Karen Bradley told the House of Commons that the £11.7 billion deal would be investigated over concerns relating to both media plurality and broadcasting standards. The process is likely to take six months.
In recent weeks paperwork has gone between the Department for Digital, Media, Culture and Sport and the regulator Ofcom as Ms Bradley sought clarification on a number of points. There have also been a number of high-profile representations to which she said there had been nothing to change her mind on referring the bid on grounds of media plurality to the CMA.
Of the representations Ms Bradley said around 30 of the 43,000 pieces of correspondence received were “substantive”, but a “significant majority were campaign-inspired, arguing against the merger going ahead, but generally without providing new or further evidence or commenting on Ofcom’s approach”.
One of the issues surrounded the compliance procedures for the broadcast of Fox News in the UK with action only taken after Ofcom expressed concerns. Subsequently, Sky dropped the carriage of the US news channel citing poor audience figures.
“The fact that Fox belatedly established such procedures does not ease my concerns, nor does Fox’s compliance history,” said Ms Bradley.
Corporate governance issues, although overlapping on broadcast standards, will be considered by the CMA.
In a statement, Fox said it had engaged with the regulatory process since the outset and would continue to do so: “The proposed acquisition was originally announced in December 2016 and was formally notified to the European Commission (starting the overall formal review process on March 3, 2017). We are surprised that after independent regulatory scrutiny and advice, and over four months to examine the case, the Secretary of State is still unable to form an opinion. We urge the Secretary of State to take a final decision quickly. We look forward to engaging with the CMA on their in-depth review as soon as possible.”

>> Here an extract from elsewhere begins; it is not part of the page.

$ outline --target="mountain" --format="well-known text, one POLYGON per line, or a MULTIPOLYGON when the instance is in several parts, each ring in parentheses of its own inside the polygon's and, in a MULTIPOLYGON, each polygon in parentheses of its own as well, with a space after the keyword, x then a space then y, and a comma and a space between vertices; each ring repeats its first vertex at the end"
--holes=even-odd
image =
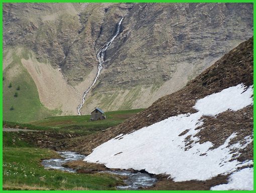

A spokesperson for Sky also expressed disappointment: “We are disappointed by this further delay and that the Secretary of State is now minded to refer the proposed acquisition to the CMA in relation to broadcasting standards despite Ofcom, as the independent broadcast regulator, maintaining its advice that there are not sufficient concerns to justify such a reference. Nevertheless we will continue to engage with the process as the Secretary of State reaches her final decision.”